開放骨折術前消毒、ポビドンヨードとクロルヘキシジン、SSI発生率に差なし
【背景】
外傷性汚染創を伴う開放骨折手術における術前消毒は、これまでポビドンヨードが好まれてきた。しかし、他の手術で推奨されるクロルヘキシジンが開放骨折にも適用されるべきかは不明であったため、両者のSSIリスクを比較する研究が行われた。
【結果】
カナダ、スペイン、米国14病院で1638人の開放骨折患者を対象に比較した結果、主要アウトカムであるSSI発生率はポビドンヨード群787人中59人(7%)、クロルヘキシジン群784人中58人(7%)と同等だった。オッズ比は1.11(95%CI 0.74-1.65、p=0.61)、リスク差は0.6%(95%CI -1.4~3.4)であった。
【臨床へのインパクト】
開放骨折の観血的整復術前消毒において、これまで慣例的に用いられてきたポビドンヨードとクロルヘキシジンにSSI発生率の優劣がないことが示された。

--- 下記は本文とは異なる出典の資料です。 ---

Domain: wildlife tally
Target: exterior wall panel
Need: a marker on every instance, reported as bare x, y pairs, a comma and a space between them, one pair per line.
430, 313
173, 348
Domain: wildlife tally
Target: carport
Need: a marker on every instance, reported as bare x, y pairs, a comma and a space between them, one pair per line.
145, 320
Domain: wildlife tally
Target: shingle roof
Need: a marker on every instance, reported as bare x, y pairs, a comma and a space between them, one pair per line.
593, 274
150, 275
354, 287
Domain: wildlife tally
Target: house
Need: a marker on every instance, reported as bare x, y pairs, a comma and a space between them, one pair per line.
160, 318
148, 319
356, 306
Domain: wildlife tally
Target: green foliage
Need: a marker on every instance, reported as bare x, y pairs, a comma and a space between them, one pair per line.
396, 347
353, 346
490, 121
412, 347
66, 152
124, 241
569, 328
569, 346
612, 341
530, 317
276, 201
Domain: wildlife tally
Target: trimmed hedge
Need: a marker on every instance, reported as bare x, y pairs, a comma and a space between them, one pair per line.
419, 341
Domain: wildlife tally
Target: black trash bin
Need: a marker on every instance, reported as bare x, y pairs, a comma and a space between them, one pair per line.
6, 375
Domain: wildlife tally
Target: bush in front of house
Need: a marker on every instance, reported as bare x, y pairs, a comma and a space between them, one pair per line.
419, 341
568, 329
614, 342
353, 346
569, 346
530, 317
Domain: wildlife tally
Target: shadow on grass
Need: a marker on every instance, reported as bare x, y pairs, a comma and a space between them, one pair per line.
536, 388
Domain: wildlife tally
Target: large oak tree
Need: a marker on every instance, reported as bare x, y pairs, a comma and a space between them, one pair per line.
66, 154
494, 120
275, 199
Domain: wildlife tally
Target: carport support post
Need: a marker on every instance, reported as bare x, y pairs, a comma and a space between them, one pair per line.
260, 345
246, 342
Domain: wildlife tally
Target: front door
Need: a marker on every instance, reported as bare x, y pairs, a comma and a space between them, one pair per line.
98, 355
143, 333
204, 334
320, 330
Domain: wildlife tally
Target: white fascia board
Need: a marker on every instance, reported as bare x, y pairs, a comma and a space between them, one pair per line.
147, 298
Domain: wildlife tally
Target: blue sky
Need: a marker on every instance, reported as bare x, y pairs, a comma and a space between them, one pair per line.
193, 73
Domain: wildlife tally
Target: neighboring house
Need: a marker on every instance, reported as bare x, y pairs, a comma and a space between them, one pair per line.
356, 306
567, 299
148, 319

これにより、今後は溶液の入手可能性、患者の禁忌、製品コストなどを考慮して、どちらの消毒液も選択肢として利用できる可能性がある。他の外傷性創傷の消毒にも示唆を与えるかもしれない。
本記事は AI(Gemini)が PubMed 上の英語 Abstract を要約したものです。臨床判断には必ず原著をご確認ください。